# Evaluation of results
In this notebook we will evaluate the performace of our image captioning system using BLEU as our evaluation metric.

In [1]:
import warnings
warnings.filterwarnings('ignore')
import torch
import torchvision.transforms as transforms
from PIL import Image
import numpy as np
import pickle
import yaml
import pandas as pd
from utilities import get_dataset, print_examples
from pytorch_lightning.callbacks import ModelCheckpoint
from pl_model import CaptionGenerator, CocoDataModule
import os
from bleu import BLEU

## Automatic evaluation: BLEU 
This section of the notebook will generate the model's BLEU score.

In [2]:
# In order to speed up inference we saved dataset and test as .pkl, so we can load them faster. These pickle files are located in ../data/
with open('../data/transform.pkl', 'rb') as output:
    transform = pickle.load(output)
    
with open('../data/dataset.pkl', 'rb') as output:
    dataset = pickle.load(output)
    
with open('../data/test.pkl', 'rb') as output:
    test = pickle.load(output)

#This file contains the testing processed images in tensor form, 7GB
with open('../data/images_inference.pkl', 'rb') as output:
    imgs = pickle.load(output)

In [3]:
# #Slower way of loading the necessary objects. 

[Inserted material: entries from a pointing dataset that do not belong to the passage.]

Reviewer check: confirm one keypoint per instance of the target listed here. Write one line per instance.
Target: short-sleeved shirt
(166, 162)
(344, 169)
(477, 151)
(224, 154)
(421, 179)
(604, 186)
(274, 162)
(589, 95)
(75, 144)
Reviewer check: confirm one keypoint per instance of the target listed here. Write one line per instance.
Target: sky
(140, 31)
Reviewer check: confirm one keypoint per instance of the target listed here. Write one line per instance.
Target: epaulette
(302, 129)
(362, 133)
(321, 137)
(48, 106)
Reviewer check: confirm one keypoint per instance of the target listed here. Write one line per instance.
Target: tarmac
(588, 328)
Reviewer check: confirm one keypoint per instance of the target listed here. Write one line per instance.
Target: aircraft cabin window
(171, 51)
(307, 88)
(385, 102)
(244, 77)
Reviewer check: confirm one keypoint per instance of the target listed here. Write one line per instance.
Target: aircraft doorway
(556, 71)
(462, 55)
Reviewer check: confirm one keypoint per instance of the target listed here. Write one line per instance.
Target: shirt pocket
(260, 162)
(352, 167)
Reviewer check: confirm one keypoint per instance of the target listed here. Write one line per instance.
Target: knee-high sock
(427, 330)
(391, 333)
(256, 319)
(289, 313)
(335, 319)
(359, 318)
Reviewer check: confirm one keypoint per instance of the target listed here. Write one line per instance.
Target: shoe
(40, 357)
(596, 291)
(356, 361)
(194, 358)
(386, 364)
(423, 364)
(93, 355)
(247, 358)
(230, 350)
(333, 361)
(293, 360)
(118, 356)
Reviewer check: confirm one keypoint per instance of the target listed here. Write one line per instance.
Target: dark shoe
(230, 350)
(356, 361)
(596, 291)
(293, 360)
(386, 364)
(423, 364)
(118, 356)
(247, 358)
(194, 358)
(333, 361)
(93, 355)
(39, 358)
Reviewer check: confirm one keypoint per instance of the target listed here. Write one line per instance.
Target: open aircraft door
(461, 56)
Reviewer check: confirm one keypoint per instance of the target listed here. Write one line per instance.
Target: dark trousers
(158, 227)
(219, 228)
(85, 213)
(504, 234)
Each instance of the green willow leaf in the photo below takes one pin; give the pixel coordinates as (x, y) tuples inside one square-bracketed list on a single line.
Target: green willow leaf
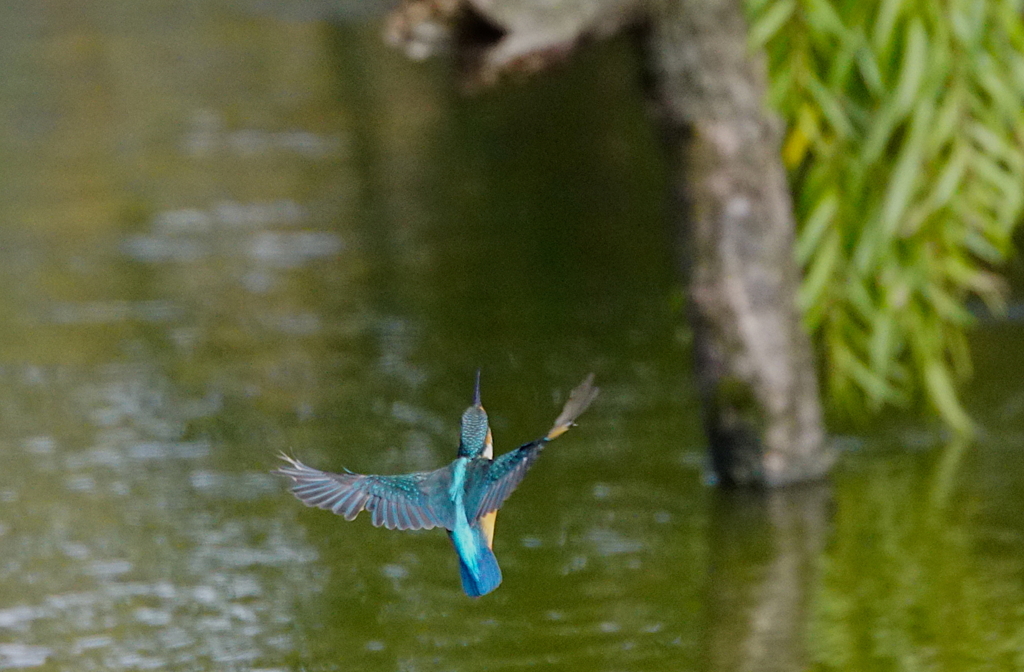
[(770, 23)]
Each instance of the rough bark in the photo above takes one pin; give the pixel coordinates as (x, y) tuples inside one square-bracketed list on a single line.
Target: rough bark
[(732, 210), (756, 371)]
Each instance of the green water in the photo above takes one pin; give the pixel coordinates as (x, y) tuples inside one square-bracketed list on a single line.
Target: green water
[(244, 228)]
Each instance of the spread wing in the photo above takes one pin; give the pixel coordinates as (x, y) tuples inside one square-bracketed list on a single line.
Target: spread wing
[(409, 501), (499, 477)]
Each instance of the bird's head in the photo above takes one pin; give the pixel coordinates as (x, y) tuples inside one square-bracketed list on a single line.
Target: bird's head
[(474, 436)]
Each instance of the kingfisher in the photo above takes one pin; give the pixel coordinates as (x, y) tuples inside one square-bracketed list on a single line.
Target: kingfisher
[(463, 497)]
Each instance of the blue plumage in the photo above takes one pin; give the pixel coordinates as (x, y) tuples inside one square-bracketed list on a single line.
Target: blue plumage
[(461, 497)]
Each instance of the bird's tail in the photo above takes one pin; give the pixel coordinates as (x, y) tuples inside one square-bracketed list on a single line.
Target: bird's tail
[(480, 574)]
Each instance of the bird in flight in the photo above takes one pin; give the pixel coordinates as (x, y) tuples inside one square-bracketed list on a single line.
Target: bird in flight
[(463, 497)]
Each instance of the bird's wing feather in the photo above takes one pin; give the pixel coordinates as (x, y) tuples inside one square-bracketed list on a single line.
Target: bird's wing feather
[(410, 501), (503, 474)]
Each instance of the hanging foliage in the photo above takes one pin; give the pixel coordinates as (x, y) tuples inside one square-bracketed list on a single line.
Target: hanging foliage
[(905, 145)]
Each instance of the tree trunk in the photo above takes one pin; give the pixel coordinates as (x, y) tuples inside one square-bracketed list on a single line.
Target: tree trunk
[(735, 225), (732, 210)]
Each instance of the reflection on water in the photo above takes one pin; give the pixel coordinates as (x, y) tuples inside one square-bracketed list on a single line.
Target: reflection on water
[(125, 547), (251, 228)]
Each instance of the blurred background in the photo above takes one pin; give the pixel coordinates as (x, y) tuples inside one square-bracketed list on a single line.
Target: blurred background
[(233, 228)]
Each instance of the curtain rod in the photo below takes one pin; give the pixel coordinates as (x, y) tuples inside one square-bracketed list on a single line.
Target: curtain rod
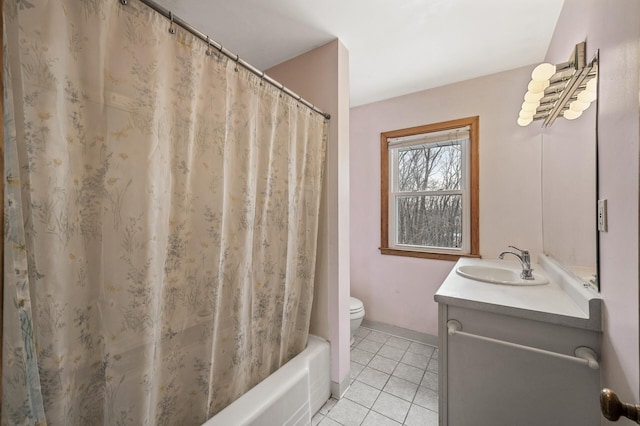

# transform = transforms.Compose(
#         [
#             transforms.Resize((224, 224)),
#             transforms.ToTensor(),
#             transforms.Normalize(mean = (0.485, 0.456, 0.406), std = (0.229, 0.224, 0.225)),
#         ]
#     )
    
# dataset, _ = get_dataset(
#                         "../data/images",
#                         "../data/Captiones.tsv",
#                         transform)

# test, _ = get_dataset(
#                         "../data/images",
#                         "../data/testing_captions.tsv",
#                         transform)

# To save our objects

# with open('../data/transform.pkl', 'wb') as input:
#     pickle.dump(transform, input)
    
# with open('../data/dataset.pkl', 'wb') as input:
#     pickle.dump(dataset, input)
    
# with open('../data/test.pkl', 'wb') as input:
#     pickle.dump(test, input)

In [4]:
# Loading the model we are evaluating
version_number = '14'
model = CaptionGenerator.load_from_checkpoint(checkpoint_path= 'lightning_logs/version_'+version_number+'/checkpoints/epoch=48.ckpt')
model.eval();

# Printing its parameters
with open(r'lightning_logs/version_'+version_number+'/hparams.yaml') as file:
    parameters = yaml.load(file, Loader = yaml.FullLoader)
    print(parameters)

{'embed_size': 200, 'hidden_size': 200, 'num_layers': 1, 'vocab_size': 10209}


In [5]:
# # Generating the file with all our model's predictions
# # SLOW!
# # Getting unique image file names
#file_names = np.unique(np.asarray(test.df['image'])) 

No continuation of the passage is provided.